Operating system hardening

We start at the base, which is of course, the operating system. We then move onto hardening specific software installations. Below is a list of some of the main functions we perform with regards to hardening a Linux operating system.

  • Fail2ban – an intrusion prevention program used to stop the bad guys from trying multiple passwords on a system ( brute force attempt ) to log on. Fail2Ban works in conjunction with the firewall rules and the secure log by logging and banning the IP address of the assailant. Protocols it can protect are ssh, ftp, http and more.
  • Rootkit hunter- program intended to scan scans for rootkits, backdoors and possible local exploits.
  • Chkrootkit – program intended to help find rootkits on a system.
  • LSM or Linux socket monitor- is a monitoring tool which tracks changes to ports and sockets (both network and inter-process) by comparing snapshots taken. It alerts you when new sockets are created which is often linked to undesirable activity on your Linux system.

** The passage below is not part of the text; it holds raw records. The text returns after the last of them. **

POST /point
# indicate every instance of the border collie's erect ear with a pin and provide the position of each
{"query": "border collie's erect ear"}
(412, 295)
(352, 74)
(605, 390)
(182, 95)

  • Port knocking is a method to open an external port which is normally closed by requiring connection attempts to a series of predefined closed ports. Think of it as a secret knock to open the door. Once the correct sequence of knocks is heard, the person on the other side of the door will open for you. This is a very good security implementation for ssh and other remote entry protocols.
  • Purge/Remove unnecessary software and packages
  • Remove unused processes.
  • Remove ipv6 if not used and any software listening on those ipv4 addresses.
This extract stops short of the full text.